Depuis, les expérimentations se poursuivent. La HAS a notamment accompagné quatre projets menés pendant deux ans, entre 2021 et 2023. Ils concernaient des patients suivis après une hospitalisation pour alcoolodépendance, des personnes traitées pour un syndrome d’apnées du sommeil, des patientes atteintes d’un cancer du sein et des patients sous hémodialyse chronique. Cinquante-trois candidatures avaient été reçues lors de l’appel à projets et quatre avaient finalement été retenues. L’objectif était de comprendre ce qui fonctionne, mais également ce qui coince lorsqu’un établissement essaie de faire entrer ces questionnaires dans sa pratique quotidienne.
À quoi servent réellement les réponses des patients ?

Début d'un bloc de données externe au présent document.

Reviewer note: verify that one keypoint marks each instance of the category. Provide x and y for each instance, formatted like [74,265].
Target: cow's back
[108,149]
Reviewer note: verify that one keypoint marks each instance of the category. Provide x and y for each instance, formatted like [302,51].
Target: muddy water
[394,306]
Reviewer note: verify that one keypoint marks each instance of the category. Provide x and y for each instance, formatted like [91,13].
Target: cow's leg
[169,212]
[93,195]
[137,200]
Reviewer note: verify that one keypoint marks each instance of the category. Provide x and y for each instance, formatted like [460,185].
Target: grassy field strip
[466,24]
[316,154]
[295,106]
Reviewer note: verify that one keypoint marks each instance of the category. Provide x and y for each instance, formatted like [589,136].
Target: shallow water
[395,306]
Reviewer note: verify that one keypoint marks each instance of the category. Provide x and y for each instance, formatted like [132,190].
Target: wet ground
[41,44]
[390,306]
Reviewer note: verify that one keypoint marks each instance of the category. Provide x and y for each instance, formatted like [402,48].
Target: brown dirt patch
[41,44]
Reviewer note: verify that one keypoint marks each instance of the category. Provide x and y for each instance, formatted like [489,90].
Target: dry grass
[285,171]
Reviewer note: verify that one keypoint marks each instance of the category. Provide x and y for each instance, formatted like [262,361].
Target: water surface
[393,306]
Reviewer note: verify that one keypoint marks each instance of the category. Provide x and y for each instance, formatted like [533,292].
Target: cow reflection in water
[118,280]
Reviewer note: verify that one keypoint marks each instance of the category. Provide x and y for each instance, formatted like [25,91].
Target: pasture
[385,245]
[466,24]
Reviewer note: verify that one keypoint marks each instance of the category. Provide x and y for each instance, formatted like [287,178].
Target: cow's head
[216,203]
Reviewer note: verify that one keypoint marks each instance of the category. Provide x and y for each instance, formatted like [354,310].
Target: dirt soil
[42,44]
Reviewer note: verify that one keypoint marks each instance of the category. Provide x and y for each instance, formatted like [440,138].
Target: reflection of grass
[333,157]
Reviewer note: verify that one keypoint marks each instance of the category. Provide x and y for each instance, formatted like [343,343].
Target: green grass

Faire remplir des questionnaires aux patients n’a évidemment d’intérêt que si leurs réponses servent ensuite à quelque chose. À l’échelle individuelle, les PROMs peuvent aider les soignants à repérer des problèmes qui seraient autrement passés sous le radar. Une douleur qui persiste, une fatigue inhabituelle, des difficultés à marcher ou à reprendre certaines activités peuvent ainsi apparaître dans les réponses, même si le patient n’en avait pas spontanément parlé lors de la consultation. Ces informations peuvent faciliter les échanges avec les soignants et aider à adapter la prise en charge.
Mais l’intérêt ne s’arrête pas à un seul patient. En regroupant les réponses, un établissement peut aussi observer comment évoluent les patients après un même traitement ou une même intervention. Si beaucoup signalent, par exemple, des douleurs persistantes plusieurs mois après une opération, cela peut aider les équipes à identifier un problème et à revoir certaines pratiques. Les PROMs deviennent ainsi un outil supplémentaire pour évaluer et améliorer la qualité des soins. C’est aussi pour cette raison que les autorités sanitaires françaises encouragent depuis plusieurs années une meilleure prise en compte de ce que les patients rapportent eux-mêmes sur leur santé.
Mais comment intégrer ces questionnaires à l’hôpital ?
Sur le papier, l’idée paraît simple. Il suffit de demander aux patients comment ils vont après leurs soins. Dans les faits, intégrer ces questionnaires au quotidien d’un hôpital ou d’une clinique demande une véritable organisation. Il faut déterminer quand les envoyer, qui récupère les réponses et surtout qui intervient lorsqu’un patient signale une douleur importante ou une dégradation de son état. La Haute Autorité de santé (HAS) relève plusieurs difficultés. Les PROMs doivent trouver leur place dans le parcours de soins, être facilement utilisables par les professionnels et permettre aux équipes d’exploiter réellement les réponses obtenues.
Le questionnaire doit également rester accessible aux patients. Les questions doivent être faciles à comprendre et le mode de réponse adapté, avec une aide possible lorsque cela est nécessaire. Les résultats doivent ensuite parvenir aux soignants sous une forme suffisamment claire pour pouvoir être utiles à la prise en charge. Car faire remplir un questionnaire n’a guère d’intérêt si les réponses finissent stockées quelque part sans jamais servir au patient ni aux équipes médicales.
À SAVOIR
Les premiers travaux visant à mesurer directement le point de vue des patients sur leur santé remontent aux années 1970. Selon la Haute Autorité de santé, leur utilisation s’est ensuite développée dans plusieurs pays européens, dont la France à partir des années 2000.